Healing Civil War Wounds
Sir, - It seems that in the Republic we may, at last, be on a learning curve about peace - peace with and in the North which, of course, means peace both with the poppy and with the lily. The poppy certainly is showing signs of growth. Unrealistic as it was to raise the question of our newly-elected President wearing one at her inauguration, the fact that the idea was mooted so freely was a far cry from days, not so long ago, when many participants at the St Patrick's Remembrance ceremony would hastily cover or remove their poppies before facing out into the streets afterwards. And then there is the good news of the monument in Flanders to which the Government has committed a sizeable donation. Congratulations to Paddy Harte and to Glenn Barr for their initiative in this!
The lily too has experienced some growth: whether it is worn as a sticker or on a pin is no longer an issue. Democratic Left has played a valuable role in government and Sinn Fein is currently taking part in the Stormont talks. With all this going forward, why raise on RTE such sensitive subjects as Ballyseedy, one might be tempted to ask?
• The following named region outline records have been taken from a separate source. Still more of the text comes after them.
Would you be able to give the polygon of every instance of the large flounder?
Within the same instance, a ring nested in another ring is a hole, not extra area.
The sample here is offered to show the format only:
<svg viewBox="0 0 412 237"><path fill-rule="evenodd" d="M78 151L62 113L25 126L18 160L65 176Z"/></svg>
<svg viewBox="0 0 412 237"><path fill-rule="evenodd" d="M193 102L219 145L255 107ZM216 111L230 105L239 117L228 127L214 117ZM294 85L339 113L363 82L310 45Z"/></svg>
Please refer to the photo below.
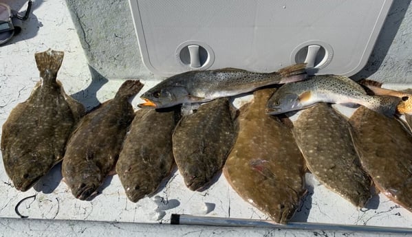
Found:
<svg viewBox="0 0 412 237"><path fill-rule="evenodd" d="M306 166L325 186L356 207L371 197L372 181L363 170L347 119L326 103L305 109L294 123Z"/></svg>
<svg viewBox="0 0 412 237"><path fill-rule="evenodd" d="M223 170L240 196L285 223L306 192L305 161L290 129L265 114L272 93L255 91L253 102L241 111L237 139Z"/></svg>
<svg viewBox="0 0 412 237"><path fill-rule="evenodd" d="M362 166L375 185L412 212L412 136L395 118L364 106L349 119Z"/></svg>
<svg viewBox="0 0 412 237"><path fill-rule="evenodd" d="M127 80L112 100L82 118L67 142L63 177L73 195L85 200L115 168L127 128L134 117L128 102L143 87L139 80Z"/></svg>
<svg viewBox="0 0 412 237"><path fill-rule="evenodd" d="M202 104L196 113L182 118L173 135L173 155L189 189L198 190L212 180L235 137L226 98Z"/></svg>
<svg viewBox="0 0 412 237"><path fill-rule="evenodd" d="M56 75L64 53L34 54L41 80L3 125L1 153L6 172L21 191L30 188L60 161L84 106L67 95Z"/></svg>
<svg viewBox="0 0 412 237"><path fill-rule="evenodd" d="M116 166L129 200L137 202L158 189L175 163L172 133L177 108L140 109L135 113Z"/></svg>

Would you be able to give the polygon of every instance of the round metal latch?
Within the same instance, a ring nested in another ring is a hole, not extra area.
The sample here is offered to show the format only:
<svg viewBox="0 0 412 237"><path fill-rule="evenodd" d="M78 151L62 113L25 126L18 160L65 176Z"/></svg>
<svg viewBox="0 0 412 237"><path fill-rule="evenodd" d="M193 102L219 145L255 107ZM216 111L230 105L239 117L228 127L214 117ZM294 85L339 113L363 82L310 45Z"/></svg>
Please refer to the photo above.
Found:
<svg viewBox="0 0 412 237"><path fill-rule="evenodd" d="M321 69L329 65L334 56L332 47L321 41L307 41L297 46L290 55L291 63L306 63L308 68Z"/></svg>
<svg viewBox="0 0 412 237"><path fill-rule="evenodd" d="M190 41L176 49L176 58L180 64L192 69L204 70L215 61L212 49L203 42Z"/></svg>

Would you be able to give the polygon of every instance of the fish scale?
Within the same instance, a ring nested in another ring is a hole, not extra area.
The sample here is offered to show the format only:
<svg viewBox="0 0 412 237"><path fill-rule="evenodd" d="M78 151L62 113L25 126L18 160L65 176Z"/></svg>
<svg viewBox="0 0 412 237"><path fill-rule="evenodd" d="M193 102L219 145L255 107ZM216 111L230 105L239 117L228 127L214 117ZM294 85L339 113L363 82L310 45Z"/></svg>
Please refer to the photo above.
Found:
<svg viewBox="0 0 412 237"><path fill-rule="evenodd" d="M128 100L142 87L139 80L126 80L114 98L85 115L73 132L63 157L62 174L76 198L86 200L91 196L114 170L134 117Z"/></svg>
<svg viewBox="0 0 412 237"><path fill-rule="evenodd" d="M378 189L412 212L412 136L395 118L360 106L349 119L362 166Z"/></svg>
<svg viewBox="0 0 412 237"><path fill-rule="evenodd" d="M349 129L346 118L327 104L319 103L302 111L293 131L311 172L362 207L371 197L372 182L360 166Z"/></svg>
<svg viewBox="0 0 412 237"><path fill-rule="evenodd" d="M34 54L41 81L3 124L1 153L6 173L21 191L30 188L61 161L84 106L67 95L56 80L64 53L48 49Z"/></svg>
<svg viewBox="0 0 412 237"><path fill-rule="evenodd" d="M140 107L164 108L180 104L199 103L234 96L274 84L306 78L306 65L297 64L272 73L257 73L225 68L191 71L175 75L144 92Z"/></svg>
<svg viewBox="0 0 412 237"><path fill-rule="evenodd" d="M265 113L272 93L257 91L252 102L241 108L239 134L223 170L241 197L285 223L306 192L305 165L290 129Z"/></svg>
<svg viewBox="0 0 412 237"><path fill-rule="evenodd" d="M388 117L393 116L400 99L368 95L349 78L334 75L312 76L281 87L269 100L267 113L275 115L305 109L318 102L361 104Z"/></svg>

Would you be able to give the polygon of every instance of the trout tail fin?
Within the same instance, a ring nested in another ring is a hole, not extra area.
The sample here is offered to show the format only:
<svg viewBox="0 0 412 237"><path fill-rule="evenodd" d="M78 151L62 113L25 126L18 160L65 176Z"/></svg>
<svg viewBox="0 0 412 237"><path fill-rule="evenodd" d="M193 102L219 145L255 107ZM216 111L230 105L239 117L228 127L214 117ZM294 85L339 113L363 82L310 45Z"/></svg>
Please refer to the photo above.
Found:
<svg viewBox="0 0 412 237"><path fill-rule="evenodd" d="M143 84L139 80L127 80L122 85L116 94L116 97L129 98L140 91Z"/></svg>
<svg viewBox="0 0 412 237"><path fill-rule="evenodd" d="M279 84L298 82L307 78L306 63L299 63L280 69L277 71L282 78Z"/></svg>
<svg viewBox="0 0 412 237"><path fill-rule="evenodd" d="M37 69L41 74L48 70L52 75L57 75L64 55L65 53L63 51L55 51L50 49L34 54Z"/></svg>
<svg viewBox="0 0 412 237"><path fill-rule="evenodd" d="M371 95L368 100L365 107L376 112L382 113L387 117L393 117L402 100L393 96Z"/></svg>

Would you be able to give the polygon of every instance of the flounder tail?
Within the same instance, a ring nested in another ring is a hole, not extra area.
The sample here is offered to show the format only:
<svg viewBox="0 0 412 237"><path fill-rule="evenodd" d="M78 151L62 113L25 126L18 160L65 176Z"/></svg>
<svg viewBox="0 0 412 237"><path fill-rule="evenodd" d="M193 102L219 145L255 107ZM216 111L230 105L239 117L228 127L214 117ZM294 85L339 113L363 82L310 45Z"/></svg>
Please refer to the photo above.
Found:
<svg viewBox="0 0 412 237"><path fill-rule="evenodd" d="M48 70L54 76L61 66L65 53L63 51L55 51L49 49L45 52L34 54L36 64L41 75Z"/></svg>
<svg viewBox="0 0 412 237"><path fill-rule="evenodd" d="M139 80L127 80L122 85L116 94L116 97L129 98L140 91L143 84Z"/></svg>
<svg viewBox="0 0 412 237"><path fill-rule="evenodd" d="M279 83L294 82L307 78L306 63L299 63L280 69L277 71L282 77Z"/></svg>

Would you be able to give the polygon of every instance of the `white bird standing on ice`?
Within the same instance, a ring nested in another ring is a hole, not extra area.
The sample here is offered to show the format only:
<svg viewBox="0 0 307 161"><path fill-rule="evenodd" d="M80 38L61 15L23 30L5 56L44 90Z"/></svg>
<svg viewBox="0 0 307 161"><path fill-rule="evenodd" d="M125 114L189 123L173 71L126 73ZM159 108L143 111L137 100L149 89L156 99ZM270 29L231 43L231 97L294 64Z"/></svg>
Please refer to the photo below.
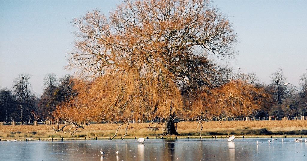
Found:
<svg viewBox="0 0 307 161"><path fill-rule="evenodd" d="M233 135L232 136L230 136L230 137L229 137L229 138L228 138L228 140L227 140L227 141L230 141L232 142L232 140L233 140L234 139L235 139L235 136Z"/></svg>
<svg viewBox="0 0 307 161"><path fill-rule="evenodd" d="M188 83L189 82L189 78L188 78L186 75L184 75L183 76L185 77L183 78L183 81Z"/></svg>
<svg viewBox="0 0 307 161"><path fill-rule="evenodd" d="M142 137L140 137L138 138L138 141L139 142L141 142L141 144L143 143L143 142L145 141L145 139L144 139Z"/></svg>

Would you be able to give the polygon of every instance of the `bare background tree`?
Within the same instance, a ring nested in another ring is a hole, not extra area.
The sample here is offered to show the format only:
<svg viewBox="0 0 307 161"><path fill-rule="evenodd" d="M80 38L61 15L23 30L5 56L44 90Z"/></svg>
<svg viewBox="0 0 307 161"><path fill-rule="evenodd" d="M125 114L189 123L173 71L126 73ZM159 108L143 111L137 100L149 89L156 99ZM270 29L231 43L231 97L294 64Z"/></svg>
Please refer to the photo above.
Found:
<svg viewBox="0 0 307 161"><path fill-rule="evenodd" d="M30 89L31 84L28 74L21 74L13 81L13 89L17 103L20 108L19 116L21 124L27 124L30 121L32 108L36 96Z"/></svg>

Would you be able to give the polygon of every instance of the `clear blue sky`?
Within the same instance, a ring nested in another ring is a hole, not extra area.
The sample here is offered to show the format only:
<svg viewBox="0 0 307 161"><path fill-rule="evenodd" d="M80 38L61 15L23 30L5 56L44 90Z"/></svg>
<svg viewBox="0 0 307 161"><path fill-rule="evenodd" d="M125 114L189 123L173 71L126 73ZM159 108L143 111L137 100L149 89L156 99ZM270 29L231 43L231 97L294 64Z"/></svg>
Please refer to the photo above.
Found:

But it is my believe that, as long as the atrocities of the Civil War are ignored and left unattended to, we cannot grow our shamrock of peace and fully develop our peace process. So it may be fortunate, although intensely painful, to be reminded of such horrors.
Your columnist Vincent Browne can be a formidable confronter on radio but, on reflection, I found something important in his recent accusation to Nora Owen TD that Fine Gael, while priding itself on its part in founding this State, had never openly expressed sorrow for the 77 executions and for such incidents as Ballyseedy carried out in the name of its predecessor, Cumann na nGael. I utterly refute, however, his facile taunts that Cumann na nGael paid no price for all of this. For a start they lost Michael Collins and I think, among other things, of the assassination of their Vice-President and of his father (my father and grandfather). But this letter is not about "what-aboutery"; rather it is an attempt to suggest the necessity for some structured way of together remembering, expressing sorrow for, and maybe even repenting of, the violence of our shared past.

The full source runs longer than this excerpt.